Out of Sample Predictions on heirarchical regression model (PyMC - v5.0.1)

i_rb · February 27, 2023, 6:51pm

Hey everyone!
I have been trying to get out of sample predictions from my inference object but I keep on getting the below error whenever I use pm.sample_posterior_predictive with my model and trace.

size does not match the broadcast shape of the parameters. (1063,), (1063,), (4251,)

where 1063 is the dimensions of the test set on which I need samples. 4251 was the dimensions of the training set. I used pm.MutableData("X", X_train) and pm.MutableData("Y", Y_train) while building the model and using pm.set_data({"X": x_test, "y": y_test}) to get predictions as shown in this example.

I never got this error in pymc3 using theano shared variables, however, since I have shifted to pymc v5.0.1 I am getting these errors.

Any kind of help would be much appreciated!

jessegrabowski · February 27, 2023, 8:04pm

Do you use an index variable in the model, like mu = alpha[idx] + beta * feature_data?
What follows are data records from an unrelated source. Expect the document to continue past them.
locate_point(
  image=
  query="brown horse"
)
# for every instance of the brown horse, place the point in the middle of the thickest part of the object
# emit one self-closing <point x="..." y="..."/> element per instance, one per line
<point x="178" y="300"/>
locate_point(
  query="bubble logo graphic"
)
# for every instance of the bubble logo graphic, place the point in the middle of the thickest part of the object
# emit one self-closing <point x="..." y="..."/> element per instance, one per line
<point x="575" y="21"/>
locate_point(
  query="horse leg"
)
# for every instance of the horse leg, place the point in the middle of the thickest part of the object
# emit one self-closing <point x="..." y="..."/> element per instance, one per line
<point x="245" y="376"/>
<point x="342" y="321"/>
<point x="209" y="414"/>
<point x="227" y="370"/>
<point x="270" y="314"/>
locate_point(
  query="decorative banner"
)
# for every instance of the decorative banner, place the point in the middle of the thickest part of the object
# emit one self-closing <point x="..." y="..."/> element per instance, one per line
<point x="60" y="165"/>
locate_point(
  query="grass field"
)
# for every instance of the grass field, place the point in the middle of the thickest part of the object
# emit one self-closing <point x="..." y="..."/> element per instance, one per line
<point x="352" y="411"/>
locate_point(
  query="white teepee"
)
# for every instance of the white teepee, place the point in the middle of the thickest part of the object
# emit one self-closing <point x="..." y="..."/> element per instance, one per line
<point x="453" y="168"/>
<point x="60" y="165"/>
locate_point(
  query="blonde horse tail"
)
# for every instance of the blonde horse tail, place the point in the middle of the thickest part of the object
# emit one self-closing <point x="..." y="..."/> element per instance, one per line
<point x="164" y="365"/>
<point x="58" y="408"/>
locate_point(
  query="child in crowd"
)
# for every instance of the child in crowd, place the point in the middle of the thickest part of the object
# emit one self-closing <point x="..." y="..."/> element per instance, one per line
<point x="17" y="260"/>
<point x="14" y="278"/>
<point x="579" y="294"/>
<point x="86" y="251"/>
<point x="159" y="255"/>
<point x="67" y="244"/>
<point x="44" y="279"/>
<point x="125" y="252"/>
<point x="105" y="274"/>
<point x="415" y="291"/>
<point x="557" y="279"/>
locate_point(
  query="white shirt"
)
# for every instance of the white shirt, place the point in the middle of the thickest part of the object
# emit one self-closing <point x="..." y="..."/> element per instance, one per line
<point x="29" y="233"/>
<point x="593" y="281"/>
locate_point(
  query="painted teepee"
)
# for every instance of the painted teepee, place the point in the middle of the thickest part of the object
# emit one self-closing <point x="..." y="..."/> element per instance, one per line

If so, you’ll have to make idx a mutable data object as well and pass in new indexes for your test data.

i_rb · March 1, 2023, 9:09am

I updated the code with the index variable as the mutable data and later changed it while inferencing but the error is more or less the same.

with model:

    
    X = pm.MutableData("X", X_train_aug)
    Y = pm.MutableData("Y", Y_train)
    
    group_idx = pm.MutableData("group_idx", g_id)

    mu_alpha = pm.Normal('mu_alpha', mu=0, sigma=50)
    sigma_alpha = pm.HalfNormal('sigma_alpha',15)
    mu_beta = pm.Normal('mu_beta', mu=1, sigma=10)
    sigma_beta = pm.HalfNormal('sigma_beta', 30)
    error = pm.Normal('e' , mu = -10, sigma = 20)

    beta1 = pm.Normal('beta1', mu_beta, sigma_beta,dims = 'group')
    beta2 = pm.Normal('beta2', mu_beta, sigma_beta,  dims = 'group')
    alpha = pm.Normal('alpha' , mu_alpha , sigma_alpha, dims = 'group')

    y = alpha[group_idx] + X_train_aug[col1].values*beta1[group_idx] + X_train_aug[col2].values*beta2[group_idx] + error
    target = pm.TruncatedNormal('target', mu = y,lower=0,upper=300, observed = Y)

    step = pm.NUTS(target_accept = 0.95)
    trace = pm.sample(3000,init='ADVI+adapt_diag',return_inferencedata=True, tune = 7000, step = step)

where g_id is the training indices with length 4251 (same as that of training samples).

For predictions I am using the below code:

with model:
    pm.set_data({"X": X_test_aug, "Y": Y_test, "group_idx": t_id})
    pm.sample_posterior_predictive(trace, var_names = ['target'], return_inferencedata=True, predictions=True,  extend_inferencedata=True)

where t_id is the test indices with length 1063 (same as that of testing samples).

the error i am getting is:

Input dimension mismatch. One other input has shape[0] = 1063, but input[1].shape[0] = 4251

jessegrabowski · March 1, 2023, 12:54pm

You are using X_train_aug, the underlying data, not X, the mutable object, in the y= line.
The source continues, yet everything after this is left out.